From this perspective, all the other rationales for the invasion of Iraq and continuing U.S. presence over the years — Finding WMA’s, rescuing Iraqis from dictatorship, creating a beacon of democracy, preventing chaos, honoring the sacrifice of the troops — are all window dressing.
The real unspoken philosophy is that as a great military power we have the right to enforce stability in areas we consider strategic and we simply will not allow any indigenous insurgents to drive us out.
This is a fairly standard mental framework in the history of 20th century colonialism – it was the underlying attitude behind the French marching through the streets crying “Algeria is French” during the Algerian war of the 50’s and the stuffy British officers drinking to “The Empire” in the decades before World War II.
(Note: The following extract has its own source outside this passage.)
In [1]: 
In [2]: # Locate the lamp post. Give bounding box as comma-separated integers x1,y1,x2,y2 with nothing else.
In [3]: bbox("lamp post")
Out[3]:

These days Americans need a more comforting rationale then dreams of imperial glory for occupying foreign countries — but the truth is that pretty much any rationale will do. The gut-level attitude is simply that once America commits to a military presence somewhere it should always “win” and never “give up”. In practice this means mantaining an occupying force on an essentially permanent basis.
Seen in this light, it is not really surprising that the various rationales being tossed around are almost completely incoherent, self-contradictory, and so on. People are not really supposed to believe them as logical arguments, any more then the French in the 50’s actually believed that Algeria was part of France.